Single-Axis Vs. Multi-Axis
As mentioned previously, some force plates can measure vertical force as well as horizontal/lateral force. These types of force plates are referred to as being multi-axial, or that their sensors are configured to measure these types of stresses. Often, for jumping specific applications, a single-axis or “vertical” force plate is all that is necessary for measurements. However, when coupled with a high-speed video or optical based motion capture/analysis system, multi-axis plates are needed to look at the force vector—that is, the path of the force as a jump (or other movement) is performed. Possessing the ability to view the course of the force as an athlete or patient moves across a platform is invaluable for a number of applications, but is most commonly used for traditional gait analysis (clinical and research).
Figure 5: One dimensional force plate on the left (Hawkin Dynamics) and three dimensional force plate on the right (Bertec)

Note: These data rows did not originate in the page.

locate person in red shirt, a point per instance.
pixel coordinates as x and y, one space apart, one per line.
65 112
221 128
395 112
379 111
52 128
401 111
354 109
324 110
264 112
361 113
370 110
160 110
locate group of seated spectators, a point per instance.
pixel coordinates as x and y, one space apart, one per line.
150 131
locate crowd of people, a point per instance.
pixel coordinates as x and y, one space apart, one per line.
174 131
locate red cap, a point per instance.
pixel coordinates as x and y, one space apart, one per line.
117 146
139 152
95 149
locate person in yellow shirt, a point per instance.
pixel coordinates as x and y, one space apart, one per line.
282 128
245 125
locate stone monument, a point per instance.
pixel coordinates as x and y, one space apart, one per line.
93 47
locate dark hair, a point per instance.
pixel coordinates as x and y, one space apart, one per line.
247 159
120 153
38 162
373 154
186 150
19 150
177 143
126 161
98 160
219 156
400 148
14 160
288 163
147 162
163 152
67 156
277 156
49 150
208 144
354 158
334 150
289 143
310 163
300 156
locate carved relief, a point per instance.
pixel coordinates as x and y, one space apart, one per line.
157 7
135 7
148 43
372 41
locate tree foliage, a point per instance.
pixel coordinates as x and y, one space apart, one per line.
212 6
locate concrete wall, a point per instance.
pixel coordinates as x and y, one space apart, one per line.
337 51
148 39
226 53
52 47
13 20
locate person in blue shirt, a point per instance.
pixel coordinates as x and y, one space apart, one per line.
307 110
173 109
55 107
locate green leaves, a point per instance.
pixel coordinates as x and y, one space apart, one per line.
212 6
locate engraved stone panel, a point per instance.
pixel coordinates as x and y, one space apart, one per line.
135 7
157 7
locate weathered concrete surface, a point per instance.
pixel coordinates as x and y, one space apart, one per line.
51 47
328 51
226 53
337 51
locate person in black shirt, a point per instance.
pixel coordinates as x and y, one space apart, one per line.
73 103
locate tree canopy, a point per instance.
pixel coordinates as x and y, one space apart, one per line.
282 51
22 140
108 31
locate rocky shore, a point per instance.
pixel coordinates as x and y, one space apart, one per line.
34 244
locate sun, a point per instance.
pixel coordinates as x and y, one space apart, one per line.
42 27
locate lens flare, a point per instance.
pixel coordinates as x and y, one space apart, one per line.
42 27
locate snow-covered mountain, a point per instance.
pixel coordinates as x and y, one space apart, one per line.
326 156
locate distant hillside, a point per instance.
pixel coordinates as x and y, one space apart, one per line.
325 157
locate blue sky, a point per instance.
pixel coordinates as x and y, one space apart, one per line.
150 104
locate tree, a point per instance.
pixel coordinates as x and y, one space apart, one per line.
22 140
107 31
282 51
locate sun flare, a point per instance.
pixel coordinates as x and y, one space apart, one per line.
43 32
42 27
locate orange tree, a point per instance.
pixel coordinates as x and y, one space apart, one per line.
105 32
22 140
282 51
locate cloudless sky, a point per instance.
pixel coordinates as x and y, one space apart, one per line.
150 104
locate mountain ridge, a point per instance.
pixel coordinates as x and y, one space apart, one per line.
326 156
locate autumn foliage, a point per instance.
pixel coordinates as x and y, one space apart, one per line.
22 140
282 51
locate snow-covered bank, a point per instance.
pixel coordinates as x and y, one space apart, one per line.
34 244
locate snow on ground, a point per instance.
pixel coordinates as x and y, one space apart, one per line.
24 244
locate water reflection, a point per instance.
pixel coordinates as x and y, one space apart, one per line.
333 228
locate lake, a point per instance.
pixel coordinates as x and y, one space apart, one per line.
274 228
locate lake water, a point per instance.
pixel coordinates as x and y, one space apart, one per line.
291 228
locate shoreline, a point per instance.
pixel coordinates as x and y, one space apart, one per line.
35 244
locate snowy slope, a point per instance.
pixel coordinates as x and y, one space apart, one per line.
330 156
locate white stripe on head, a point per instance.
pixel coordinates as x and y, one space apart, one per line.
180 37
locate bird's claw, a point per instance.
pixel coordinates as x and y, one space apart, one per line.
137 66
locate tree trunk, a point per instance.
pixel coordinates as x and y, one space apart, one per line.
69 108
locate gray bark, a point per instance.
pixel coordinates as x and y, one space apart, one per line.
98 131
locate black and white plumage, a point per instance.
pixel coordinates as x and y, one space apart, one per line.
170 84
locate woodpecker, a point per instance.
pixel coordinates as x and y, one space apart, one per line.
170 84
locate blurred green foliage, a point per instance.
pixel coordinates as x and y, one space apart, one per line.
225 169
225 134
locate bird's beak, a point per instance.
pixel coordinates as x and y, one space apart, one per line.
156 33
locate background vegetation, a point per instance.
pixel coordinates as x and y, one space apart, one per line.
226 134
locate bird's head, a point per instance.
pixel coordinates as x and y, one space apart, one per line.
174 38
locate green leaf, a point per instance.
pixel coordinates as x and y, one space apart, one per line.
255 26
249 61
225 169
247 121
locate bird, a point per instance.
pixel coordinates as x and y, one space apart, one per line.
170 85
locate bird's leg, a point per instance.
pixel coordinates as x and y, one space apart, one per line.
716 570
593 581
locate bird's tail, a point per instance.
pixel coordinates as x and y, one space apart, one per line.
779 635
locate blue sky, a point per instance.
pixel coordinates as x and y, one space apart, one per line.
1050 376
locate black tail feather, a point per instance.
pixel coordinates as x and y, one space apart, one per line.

Unilateral Vs. BilateralIn terms of force plate configurations, in different gait labs you might find several different configurations—from one or two platforms set in a walkway, to 10 or more in a row. However, when it comes to jump testing, one will typically find one of two setups—unilateral or bilateral. The differences between these force platform configurations are easily understood from their respective names, but just to make it clear—a unilateral system is comprised of one force plate, and a bilateral system is comprised of two force plates. Both setups are useful for jump testing, but a bilateral configuration will allow a user to examine left-right asymmetries. In many instances bilateral setups can mean a more complex installation as well as more cables. For some force plates that also means additional equipment costs, i.e. an additional force plate, amplifier, and cable.
Force Plates in Sport
Figure 6: University of Illinois Basketball force plate testing before the game on-court
Over the last 5 or so years, force measurement technology has exploded in popularity in elite sports and training facilities and is slowly trickling down to all other facets of sport. Force plates are most often used for monitoring training effectiveness, return to play protocols, and athlete screening. Testing schedules vary widely depending on the type of athlete and the coach’s philosophy—we have worked with coaches who test up to 3 times per day, and with others who test only a handful of times per year. Regardless of how they are used, one thing is abundantly clear—force plates are an excellent tool for measuring athletes because of their validity. Jump tests on force platforms are extremely repeatable, reliable, and easy to conduct. Setup time for each individual athlete is basically nonexistent, and large groups can be tested in quick succession without the need for sensor placement. Additionally, it is very difficult (if not impossible) to cheat a jump test on force plates, either to mask an injury or pain or to appear stronger, quicker, or more powerful than one is in reality—for the simple fact that one cannot cheat physics. That being said, it is extremely important to always consider what metrics you are using to evaluate your athletes and how those metrics are calculated.
How do Force Plates work?
Force platforms use transducers to measure three-dimensional or vertical forces exerted upon them. There are several types of force plates on the market and they are classified either by how many pedestals they employ (single-pedestal or multi-pedestal) or by the type of transducer. The various types of transducers commonly found in force platforms are as follows: strain gauge, piezoelectric sensor, capacitance gauge, Hall Effect, and Piezoresistive sensor. Although these sensors function differently from a technological standpoint, they all measure force by monitoring an electrical current flowing through the sensors and observing and recording its changes as force is applied. The change in current is then translated into a newton value based on the platform’s calibration.